A lot people make really good cuisines. Thanks to smartphones, we can easily take cool pictures of the food, add a filter and immediately upload to social media. Boom, 50 likes in 1 minute. Smartphone food photos are just perfect for social media. 


Taking photos with a camera requires just a little more work, but the result is even more promising. DSLR cameras give a shallower depth of field (that is, blurry background or foreground while the food is sharp and in focus) and higher resolution. If you are a food blogger or run a food website, and require more than just sharing photos in Snapchat or Instagram, you should probably consider taking food photos with a camera instead of smartphone.


There are so many ways to take great food photos, I would narrow down all the tips to 4 points:


1. Good Lighting

Use side light. Side light is the best form of light in food photography as it gives definition and sets contrast on the food. 


2. The Camera Setting

You don't want just the apple of your fruit salad to be in focus while the blueberries are out of focus. Don't go for the widest aperture even you desire a blurry background. F5.6 to F8 still give you a blurry background or foreground when you get closer to the food, but more portion of the food will be in focus.


3. The Presentation of Food

Believe it or not, the food itself is the key to success. Pick foods with accent colors in your recipe (e.g persimmons + kale; lemon sorbet + mint toppings), purchase nice table clothes, plates and utensils, be creative in your food presentation.


4. Composition

There might be 2 million tips to great food photo composition, but let's just be simple.
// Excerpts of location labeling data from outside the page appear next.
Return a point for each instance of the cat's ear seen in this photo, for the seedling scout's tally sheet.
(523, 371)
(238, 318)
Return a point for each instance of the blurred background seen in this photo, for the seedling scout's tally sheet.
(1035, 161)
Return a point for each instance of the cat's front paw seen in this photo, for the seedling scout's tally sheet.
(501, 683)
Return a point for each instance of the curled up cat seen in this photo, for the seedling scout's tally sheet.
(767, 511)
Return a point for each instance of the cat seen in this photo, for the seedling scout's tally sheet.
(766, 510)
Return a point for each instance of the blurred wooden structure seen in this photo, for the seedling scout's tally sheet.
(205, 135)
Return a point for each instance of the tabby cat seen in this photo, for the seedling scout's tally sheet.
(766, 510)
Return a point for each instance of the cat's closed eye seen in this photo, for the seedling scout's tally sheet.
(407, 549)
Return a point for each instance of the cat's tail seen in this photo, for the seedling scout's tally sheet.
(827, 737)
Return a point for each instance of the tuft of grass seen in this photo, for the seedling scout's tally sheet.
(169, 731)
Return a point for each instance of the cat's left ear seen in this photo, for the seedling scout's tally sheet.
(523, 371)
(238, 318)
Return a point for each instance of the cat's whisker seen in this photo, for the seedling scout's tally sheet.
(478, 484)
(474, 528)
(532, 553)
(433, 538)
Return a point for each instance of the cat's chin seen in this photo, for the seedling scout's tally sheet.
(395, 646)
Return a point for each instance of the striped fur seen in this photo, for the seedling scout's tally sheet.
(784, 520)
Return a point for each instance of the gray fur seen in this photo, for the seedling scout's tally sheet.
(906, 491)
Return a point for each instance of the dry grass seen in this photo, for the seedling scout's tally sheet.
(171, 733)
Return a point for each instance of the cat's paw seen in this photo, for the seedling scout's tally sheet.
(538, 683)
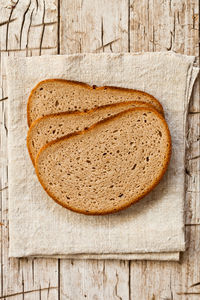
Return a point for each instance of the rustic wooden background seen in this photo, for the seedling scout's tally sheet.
(38, 27)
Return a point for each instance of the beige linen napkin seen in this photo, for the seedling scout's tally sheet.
(151, 229)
Use the Rule of Thirds, it is the easiest way to get a promising result.


Now, I'm going to demonstrate a simple setup at home to photograph food, when there is little or no natural light in the house.


What you need:

1. A Flash

2. Triggers (to fire the off-camera flash)
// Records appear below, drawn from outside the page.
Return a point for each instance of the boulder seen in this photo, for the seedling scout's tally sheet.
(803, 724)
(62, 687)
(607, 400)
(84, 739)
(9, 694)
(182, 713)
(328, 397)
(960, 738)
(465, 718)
3. A filter--It can be a white bed sheet, or the translucent body of a reflector (without the silver cover)

4. A reflector to bounce off the shadow


Scenario 1--There is Just a Little Amount of Natural Light


In a sunny day, I can put the food near the window to source natural light. But yesterday was a rainy day and the light outside wasn't enough to make my photo look beautiful.


Thus, I did the below setup. I plugged the triggers on my flash and camera so when I press the camera shutter, the flash will fire accordingly. The role of the flash here is to "pretend" to be natural light coming from the window when I didn't have enough sunlight in a rainy day. With a flash, you can always create a situation as if you are shooting in a happy and sunny day! I used a translucent filter to diffuse or modify the flash light so it would land softly on my food. Note that the filter has to be close to the food you're shooting. In this setting, I did not use a reflector. If you add a reflector, it should be placed opposite to the light source to bounce off the strong shadow at the other side.



Flash power output 1/8

Camera ISO: 1600

Aperture: F8

Shutter speed: 1/200s

White balance: 5000K (it can be 6000K+ if you are looking for a warmer tone like a bright sunny day)



The Result (no post-editing)

 If White Balance was set at 7000K, you'll get a warmer and yellowish tone like this:


If we shoot under insufficient natural light (without a flash, and the ISO was already pushed up to 3200):


 If we just use a flash without a translucent filter, the light will be hard and you can see the nasty contrast and shadow on the food. The filter acts as a modifier to soften the light.



Scenario II--Dark kitchen, little or no light condition


Even though you have no natural light at all or your kitchen is too dark, you can still take nice food photos with the same setup and get the same result.


The result is just impressive as scenario 1.

Mixed light (that means having both flash light and kitchen lamp light) would mess up the white balance of the photo. So, it is actually a good news if your lamp light is weak! If you have good lamp light at where you're going to take the photo, I would suggest you dim or even switch off these lights and use the flash as the main source of light.